Valencia, Spain - Pope Benedict makes a lightning trip to Spain this weekend to glorify traditional family values in a country whose government has been sharply criticized by the Catholic Church for legalizing gay marriage.
The 79-year-old Pope, making his third trip outside Italy since his election in April 2005, will be in Spain for little more than a day, from Saturday morning to Sunday afternoon.
But the trip, his first to Spain, is nonetheless expected to pack a punch.
The question of what constitutes a family has consumed much of the Church's energy as governments around the world consider giving gays more rights.
Last month a hard-hitting Vatican document branded gay marriage, abortion, lesbians wanting to bear children and a host of other practices it sees threatening the traditional family as signs of "the eclipse of God" in today's society.
Traditional values will take center stage at the Church's Fifth World Meeting of Families when the Pope closes the gathering with an outdoor mass for up to a million people.
The trip was planned by his predecessor, John Paul, who died in April 2005 and who made the championing of family values one of the hallmarks of his long papacy.
Family values are also likely to be a hot topic when the Pope meets Prime Minister Jose Luis Rodriguez Zapatero, who oversaw the gay marriage bill and whose Socialist government is pushing to cut Church funding and religious education in schools.
"ANARCHIC FREEDOM"
Spain, once ruled by the Catholic Kings, was the fourth country in the world to allow gay marriage -- a union the Pope has called an expression of "anarchic freedom."

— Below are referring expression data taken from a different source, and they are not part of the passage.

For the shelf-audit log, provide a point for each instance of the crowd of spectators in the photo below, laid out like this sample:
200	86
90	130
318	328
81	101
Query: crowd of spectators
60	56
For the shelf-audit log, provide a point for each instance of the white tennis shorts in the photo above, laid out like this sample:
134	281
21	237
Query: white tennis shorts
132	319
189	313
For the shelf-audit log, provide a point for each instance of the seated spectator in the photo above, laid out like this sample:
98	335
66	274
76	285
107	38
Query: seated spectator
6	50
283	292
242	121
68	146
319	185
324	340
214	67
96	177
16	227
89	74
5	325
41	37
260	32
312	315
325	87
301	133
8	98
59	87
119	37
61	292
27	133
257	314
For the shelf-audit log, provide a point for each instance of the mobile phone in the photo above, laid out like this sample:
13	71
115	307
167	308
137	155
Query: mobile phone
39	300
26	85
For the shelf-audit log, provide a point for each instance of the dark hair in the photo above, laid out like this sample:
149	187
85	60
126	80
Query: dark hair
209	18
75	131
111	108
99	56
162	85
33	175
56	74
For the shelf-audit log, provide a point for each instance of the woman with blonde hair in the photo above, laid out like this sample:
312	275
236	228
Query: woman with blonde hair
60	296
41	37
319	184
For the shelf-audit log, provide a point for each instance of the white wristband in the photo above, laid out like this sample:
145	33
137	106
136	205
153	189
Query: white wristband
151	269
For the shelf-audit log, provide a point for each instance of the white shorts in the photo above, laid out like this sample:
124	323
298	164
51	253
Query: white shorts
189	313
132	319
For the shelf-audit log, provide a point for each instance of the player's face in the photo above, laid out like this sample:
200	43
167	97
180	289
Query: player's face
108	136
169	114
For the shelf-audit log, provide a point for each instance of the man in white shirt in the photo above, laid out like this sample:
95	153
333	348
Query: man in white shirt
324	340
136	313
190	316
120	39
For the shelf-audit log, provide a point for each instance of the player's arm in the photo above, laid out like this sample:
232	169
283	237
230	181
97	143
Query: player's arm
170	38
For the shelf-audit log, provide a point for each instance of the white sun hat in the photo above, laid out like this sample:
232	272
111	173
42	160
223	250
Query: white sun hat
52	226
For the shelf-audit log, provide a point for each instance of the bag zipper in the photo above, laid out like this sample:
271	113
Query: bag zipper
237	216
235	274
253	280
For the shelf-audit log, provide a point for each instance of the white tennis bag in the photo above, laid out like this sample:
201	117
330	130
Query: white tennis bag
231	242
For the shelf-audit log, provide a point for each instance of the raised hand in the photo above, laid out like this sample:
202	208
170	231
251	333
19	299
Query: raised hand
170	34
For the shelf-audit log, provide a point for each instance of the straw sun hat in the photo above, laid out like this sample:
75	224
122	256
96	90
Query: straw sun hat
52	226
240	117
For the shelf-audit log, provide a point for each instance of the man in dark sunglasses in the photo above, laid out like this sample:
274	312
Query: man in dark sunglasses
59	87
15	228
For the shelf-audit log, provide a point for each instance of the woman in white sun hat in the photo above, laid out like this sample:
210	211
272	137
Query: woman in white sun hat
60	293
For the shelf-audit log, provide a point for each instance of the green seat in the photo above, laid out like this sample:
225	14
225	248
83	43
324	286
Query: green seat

The law giving gays the same rights as heterosexual couples in areas like tax, adoption and inheritance, was passed almost exactly a year ago. Since then one in 10 marriages in Madrid has been between people of the same sex.
In Spain, as in other traditionally Catholic countries, the local Church has sparred with the government over family issues.
"Marriage as an institution and an asset to humanity is not comparable to other forms of unions," Bishop Ricardo Blazquez, the chairman of the Spanish bishops conference, wrote in a blog to welcome pilgrims to the family meeting.
"We denounce the damage it has suffered and the attempts to change its nature ... There is a gaping divide between what family means to people and society and the treatment it gets from society and the State," he added.
Polls show that around two thirds of Spaniards support gay marriage, a sea change from the atmosphere during the dictatorship of 1939-1975, when Francisco Franco banned homosexuality and divorce.
Surveys also show that while 80 percent of Spaniards say they are Catholic, less than a fifth regularly attend church.
The fiesta atmosphere as families arrived in Valencia was dampened on Monday when an underground train crash in the seaside city killed 42 people.
A Vatican source said the Pope had changed the program of his visit to pray and lay flowers at the site of the crash.
The source said that on its way from the airport to Valencia cathedral, the papal motorcade would include a stop on the street above the station entrance.
During his visit the Pope will also meet King Juan Carlos and Queen Sofia.